There was a time after the Berlin Wall fell, in the 1990s amid perestroika and glasnost, that it seemed like we might be on an upward trajectory.  The turn of the century brought with it a cautious optimism.  Maybe the era of world war and nuclear nightmare could be put to bed, and humankind would rise from those ashes and turn at last to the business of life on, and beyond, earth.

Then 9-11 happened.  The world went back to war, and we’re still in it.  Our American streets fill with protests fueled by racial division.  An unprecedented humanitarian crisis tears at the seams of European socio-economic union.  The septuagenarian United Nations—real-world analog of the thinly veiled UFP—seems impotent to stop a threatened nuclear detonation in the atmosphere.  And oh yeah, the ice caps: they’re melting.

Inevitable dystopia seems the apt model to envision our future on earth.  Wherefore art thou, Discovery, into our world of social and political fracture?  Can we even recognize ourselves in utopian science fiction?

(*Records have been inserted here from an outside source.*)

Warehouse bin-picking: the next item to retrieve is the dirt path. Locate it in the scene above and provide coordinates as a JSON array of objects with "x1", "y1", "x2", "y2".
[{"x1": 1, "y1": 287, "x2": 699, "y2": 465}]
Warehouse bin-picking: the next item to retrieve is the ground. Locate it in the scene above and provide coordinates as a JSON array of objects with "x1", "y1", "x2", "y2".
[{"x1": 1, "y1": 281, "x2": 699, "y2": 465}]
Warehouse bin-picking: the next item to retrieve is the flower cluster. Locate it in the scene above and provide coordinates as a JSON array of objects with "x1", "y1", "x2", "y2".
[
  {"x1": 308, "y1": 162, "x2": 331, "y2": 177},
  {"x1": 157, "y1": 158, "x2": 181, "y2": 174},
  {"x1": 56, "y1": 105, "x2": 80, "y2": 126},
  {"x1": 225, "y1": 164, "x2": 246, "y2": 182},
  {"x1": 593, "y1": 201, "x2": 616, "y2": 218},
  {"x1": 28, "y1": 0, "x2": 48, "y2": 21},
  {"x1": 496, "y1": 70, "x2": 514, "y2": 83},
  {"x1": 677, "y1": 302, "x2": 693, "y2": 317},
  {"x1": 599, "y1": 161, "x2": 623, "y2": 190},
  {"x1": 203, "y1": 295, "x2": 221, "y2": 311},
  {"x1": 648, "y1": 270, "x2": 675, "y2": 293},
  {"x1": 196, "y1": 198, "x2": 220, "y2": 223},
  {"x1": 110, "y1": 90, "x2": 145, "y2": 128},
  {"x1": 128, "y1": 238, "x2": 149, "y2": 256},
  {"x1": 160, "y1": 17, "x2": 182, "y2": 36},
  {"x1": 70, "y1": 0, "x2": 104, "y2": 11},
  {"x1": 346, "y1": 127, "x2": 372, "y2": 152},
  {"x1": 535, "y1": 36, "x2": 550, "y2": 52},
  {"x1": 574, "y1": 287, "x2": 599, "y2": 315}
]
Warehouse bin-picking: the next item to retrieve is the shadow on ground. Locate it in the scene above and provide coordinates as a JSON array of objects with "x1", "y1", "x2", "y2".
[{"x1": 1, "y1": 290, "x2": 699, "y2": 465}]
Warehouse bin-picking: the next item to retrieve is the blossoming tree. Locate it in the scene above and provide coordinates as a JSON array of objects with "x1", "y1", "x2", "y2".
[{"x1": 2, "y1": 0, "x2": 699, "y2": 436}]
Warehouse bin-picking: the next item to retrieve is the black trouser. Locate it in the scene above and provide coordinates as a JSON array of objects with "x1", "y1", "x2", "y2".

It bears remembering that the world to which Roddenberry first introduced Star Trek was itself no utopia.  The Original Series tendered commentary that might seem trite now—e.g., TV’s first interracial kiss between Kirk (Shatner) and bridge officer Uhuru (Nichelle Nichols), the “black on the ‘right’ side” racism of Let That Be Your Last Battlefield, the futile primitive conflict of A Private Little War.  But that commentary was sophisticated and controversial in its time.  Star Trek’s very proffer of earthbound east and west in common pursuit of human survival and space exploration was a calculated critique of Jim Crow, the space race, Vietnam, and the Cold War.  Star Trek’s utopian vision was launched amid the civil rights fire that forged our second national reconstruction.

So maybe now is exactly the time for Star Trek.  Maybe we need utopia now more than ever, precisely because it is so unfamiliar.

As Star Trek turned 50 in 2016, Sir Thomas More’s enigmatic Utopia turned 500.  More’s Utopia was a social critique, not a social blueprint.  Critique always has been the raison d’être of science fiction.  There is no utility in only imagining the future.  The endgame is to hold up that parallel world next to your own, to see how the two compare.

For Star Trek, the final frontier is not space.  The final frontier—the discovery—always has been us.